Dimağlarınızda, fizik laboratuarları açarak, burada his uzuvlarından,
sinirlerden gelen haberler alınıp, demir taşına mıknatıs kuvvetini yerleştirdiği
gibi, beyninize yerleştirdiği akıl ve yüreğinize yerleştirdiği kalb kuvvetleri
tesiri ile, bir anda, çeşitli planlar hazırlanıp, emirler, hareketler meydana
getiriyor.
Yüreğinizi çok karışık ve harika dediğiniz tesirlerle, geceli gündüzlü
çalıştırıp, damarlarınızda kan nehirleri akıtıyor. Sinirlerinizde, akıllarınızı
şaşırtan, nice nice yol şebekeleri dokuyor. Adalelerinizde sermayeler gizliyor.

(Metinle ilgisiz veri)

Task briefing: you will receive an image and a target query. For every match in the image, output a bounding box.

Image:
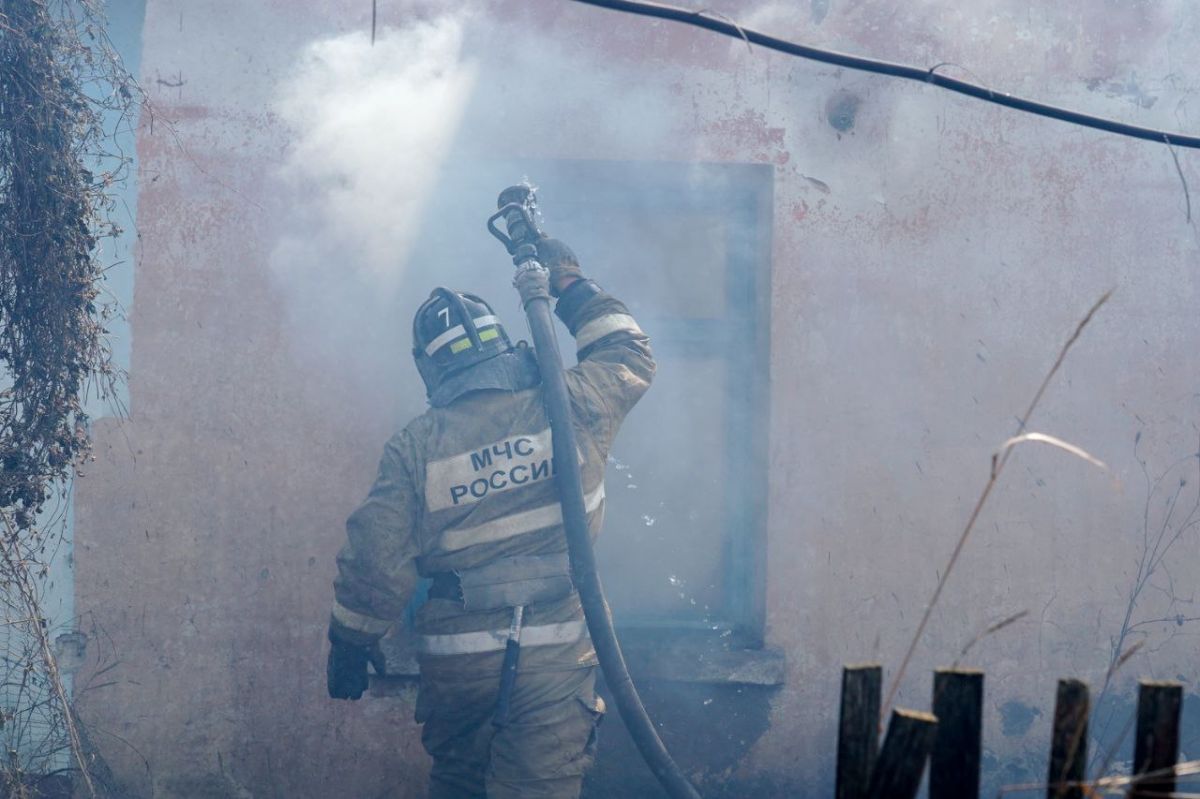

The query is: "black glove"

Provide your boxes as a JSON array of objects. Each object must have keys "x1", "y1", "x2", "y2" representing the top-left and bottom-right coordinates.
[
  {"x1": 535, "y1": 238, "x2": 584, "y2": 297},
  {"x1": 327, "y1": 636, "x2": 386, "y2": 700}
]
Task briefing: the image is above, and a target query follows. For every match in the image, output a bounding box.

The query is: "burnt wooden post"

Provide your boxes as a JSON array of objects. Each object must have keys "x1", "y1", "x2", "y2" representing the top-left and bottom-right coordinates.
[
  {"x1": 1129, "y1": 680, "x2": 1182, "y2": 799},
  {"x1": 836, "y1": 664, "x2": 882, "y2": 799},
  {"x1": 866, "y1": 709, "x2": 938, "y2": 799},
  {"x1": 1047, "y1": 678, "x2": 1089, "y2": 799},
  {"x1": 930, "y1": 668, "x2": 983, "y2": 799}
]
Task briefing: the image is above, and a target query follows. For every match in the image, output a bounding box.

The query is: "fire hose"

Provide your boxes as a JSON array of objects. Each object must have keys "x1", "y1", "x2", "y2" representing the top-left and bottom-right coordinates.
[{"x1": 487, "y1": 186, "x2": 701, "y2": 799}]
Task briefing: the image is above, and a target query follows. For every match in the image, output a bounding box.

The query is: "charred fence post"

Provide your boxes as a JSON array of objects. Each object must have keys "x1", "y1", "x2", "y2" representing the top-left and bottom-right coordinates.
[
  {"x1": 930, "y1": 668, "x2": 983, "y2": 799},
  {"x1": 1047, "y1": 679, "x2": 1088, "y2": 799},
  {"x1": 1129, "y1": 680, "x2": 1182, "y2": 799},
  {"x1": 866, "y1": 709, "x2": 938, "y2": 799},
  {"x1": 836, "y1": 664, "x2": 882, "y2": 799}
]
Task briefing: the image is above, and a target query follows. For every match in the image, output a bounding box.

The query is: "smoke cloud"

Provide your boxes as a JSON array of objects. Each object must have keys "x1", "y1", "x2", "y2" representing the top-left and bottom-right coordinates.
[
  {"x1": 269, "y1": 14, "x2": 476, "y2": 373},
  {"x1": 268, "y1": 9, "x2": 699, "y2": 386}
]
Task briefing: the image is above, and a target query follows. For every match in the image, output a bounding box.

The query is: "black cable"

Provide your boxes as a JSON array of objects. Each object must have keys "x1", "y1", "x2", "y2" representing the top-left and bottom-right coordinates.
[{"x1": 569, "y1": 0, "x2": 1200, "y2": 150}]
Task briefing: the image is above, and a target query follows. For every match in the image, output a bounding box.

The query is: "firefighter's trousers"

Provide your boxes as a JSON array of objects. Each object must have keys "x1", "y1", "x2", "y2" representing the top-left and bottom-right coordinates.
[{"x1": 417, "y1": 665, "x2": 604, "y2": 799}]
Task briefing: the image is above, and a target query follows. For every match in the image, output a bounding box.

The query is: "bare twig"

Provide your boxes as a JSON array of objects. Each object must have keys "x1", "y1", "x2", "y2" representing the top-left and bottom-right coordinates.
[
  {"x1": 0, "y1": 510, "x2": 95, "y2": 798},
  {"x1": 998, "y1": 757, "x2": 1200, "y2": 795},
  {"x1": 1091, "y1": 430, "x2": 1200, "y2": 768},
  {"x1": 1166, "y1": 136, "x2": 1191, "y2": 222}
]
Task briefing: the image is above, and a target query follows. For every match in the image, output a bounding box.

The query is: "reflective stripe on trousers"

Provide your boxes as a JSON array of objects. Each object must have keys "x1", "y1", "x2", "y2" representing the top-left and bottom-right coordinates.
[{"x1": 419, "y1": 619, "x2": 588, "y2": 656}]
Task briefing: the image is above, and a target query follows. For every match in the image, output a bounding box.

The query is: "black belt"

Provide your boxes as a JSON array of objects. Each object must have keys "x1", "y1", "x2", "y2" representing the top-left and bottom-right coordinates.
[{"x1": 422, "y1": 553, "x2": 574, "y2": 612}]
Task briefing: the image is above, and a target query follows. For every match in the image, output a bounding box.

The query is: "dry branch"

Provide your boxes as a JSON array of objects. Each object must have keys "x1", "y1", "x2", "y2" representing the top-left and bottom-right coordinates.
[{"x1": 0, "y1": 0, "x2": 137, "y2": 794}]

Daha ve daha birçok harikalarla, vücudunuzu techiz ediyor, tamamlıyor. Hepsine
fizik kanunları, kimya reaksiyonları ve biyoloji olayları gibi isimler
taktığınız, bir nizam ve ahenkle, tesis ediyor, montaj yapıyor. Kuvvet
merkezlerini içinize yerleştiriyor. Gereken tedbirleri ruh ve şuurunuza tersim
ediyor. Zihin denilen bir hazine, akıl namında bir miyar, fikir dedikleri bir
alet, irade dediğiniz bir anahtar da, ihsan ediyor. Herbirini yerinde
kullanabilmeniz için size tatlı, acı ihtarlar, işaretler, meyiller, şehvetler de
veriyor. Daha büyük bir nimet olarak, sadık ve emin Resullerle açıkça, talimat
gönderiyor.
Nihayet, vücudunuz makinesini işletip ve tecrübelerini gösterip, maksada göre
kullanmanız ve istifade etmeniz için elinize teslim ediyor. Bütün bunları, size
ve iradenize ve yardımınıza muhtaç olduğundan değil, mahlûkları arasında size
ayrı bir mevki, bir salahiyet vererek, mesut ve bahtiyar olmanız için yapıyor.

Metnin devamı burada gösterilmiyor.